1. Binary classification on two dimensional eliptical shaped data (1 Input, 1 Output)

  • Task: To correctly classify a data point into one of two labels.
  • Architecture: A 2-layer, very basic neural network. (MLP(2, [16, 16, 1])) -> two hidden layers of 16 neurons
  • Loss Function: CSL
  • Validation: This was an example using external libraries to load a data set and train/run inference on the model - fully using the Value class to compute the gradients.

2. Simple Linear Regression (1 Input, 1 Output)

  • Task: To model a basic linear relationship, predicting a single continuous output (e.g., y = 2x + 1) from a single continuous input.
  • Architecture: The simplest MLP configuration: one input neuron directly connected to one linear output neuron (MLP(1, [1])).
  • Loss Function: Mean Squared Error (MSE), defined as the average of the squared differences between the model's predictions and the true target values.
  • Validation: This served as our "Hello, World!" for backpropagation. Observing the MSE loss consistently decreasing over epochs provided clear confirmation that our Value class was correctly computing and propagating gradients, allowing the model's single weight and bias to converge towards their optimal values.

3. Multi-Class Classification (2 Inputs, 3 Classes)

  • Task: To classify 2D data points into one of three distinct categories.
  • Architecture: A more complex MLP with two input neurons, a hidden layer of 8 ReLU-activated neurons, and three linear output neurons (MLP(2, [8, 3])), corresponding to the three classes. The final layer's linearity provides raw "logits" for classification.
  • Loss Function: A simplified multi-class squared error was employed. While true classification often uses Softmax with Cross-Entropy, our custom Value operations allowed a straightforward MSE against one-hot encoded targets, which is sufficient for demonstrating gradient flow.
  • Validation: This example tested the relu activation's backprop, the handling of multiple outputs, and the propagation of gradients through deeper layers. The key indicators of success were the decreasing loss and the increasing accuracy, as the network learned to separate the distinct data clusters.

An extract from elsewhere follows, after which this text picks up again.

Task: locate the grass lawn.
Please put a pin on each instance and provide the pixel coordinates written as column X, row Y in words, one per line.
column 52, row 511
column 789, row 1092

4. Multi-Output Regression (2 Inputs, 2 Outputs)

  • Task: To simultaneously predict two distinct continuous outputs (e.g., y1 = x1 + x2, y2 = 2*x1 - x2) from two continuous inputs.
  • Architecture: An MLP with two input neurons, a hidden layer of 4 ReLU-activated neurons, and two linear output neurons (MLP(2, [4, 2])), one for each target.
  • Loss Function: A multi-output Mean Squared Error, calculated as the average of squared errors across all individual outputs and all samples.
  • Validation: This demonstrated the MLP's capability to learn multiple, potentially independent, relationships from the same set of inputs. The backpropagation correctly handled the fan-out from the hidden layer to two distinct output neurons, allowing the model to minimize the error for both targets concurrently.

Explore the Autograd Engine

This project offers a unique opportunity to peek under the hood of modern deep learning. By building these components from first principles, one gains an unparalleled intuition for how neural networks learn and optimize.

Ready to dive into the code? You can explore the complete, runnable implementation of our custom Value class, the Module system, and the practical examples in the Google Colab notebook below. Feel free to run the cells, inspect the intermediate Value objects, and even modify the architectures or data to deepen your understanding.


This project serves as a testament to the elegance and power of automatic differentiation, proving that the fundamental building blocks of AI can be understood and constructed with careful, deliberate code with minimal engineering effort.